Jake, CFDs are expensive, but these are no free lunch!
The problem with the 2 and 3 times instruments is that because the percentage change is calculated and reset on a daily basis with high volatility but no real change can be expensive. Because of the maths the 3x ETF will waste value with market volatility.

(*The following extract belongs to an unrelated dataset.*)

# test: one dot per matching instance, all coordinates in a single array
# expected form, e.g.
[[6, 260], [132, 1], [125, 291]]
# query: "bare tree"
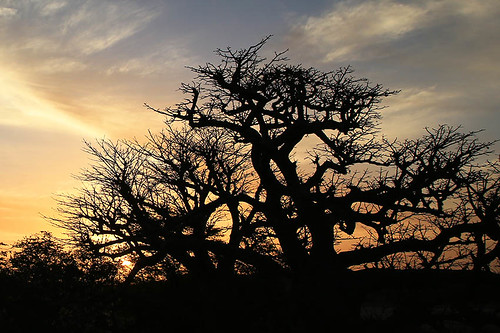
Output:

Example underlying falls then rises
Underlying security
Day 1: open 100 -10% = close 90, Day 2: open 90 – 11.1111% = close 80 Day 3: open 80 + 25% = close 100
Instrument 3X
Day 1: 100 – 10% * 3 is 30%= close 70, Day 2: open 70 – 11.1111% *3 is -33.3333% = 46.667, close 46.667 Day 3: open 46.667 + 25% * 3 is 75% and 175% of 31.11 is only 81.667, close 81.667
Example underlying rises then falls
Underlying security
Day 1: open 100 + 25% close 125, Day 2: open 125 – 20% close 100
Instrument 3X
Day 1: open 100 + 25% * 3 is 75% = 175, close 175 Day 2: open 175 – 20% * 3 is - 60% = 70, close 70.
Of course the above is an extreme example, but on something like Gamestop a 3x ETF would soon be worthless.
If any one disagrees with the above please show where I went wrong.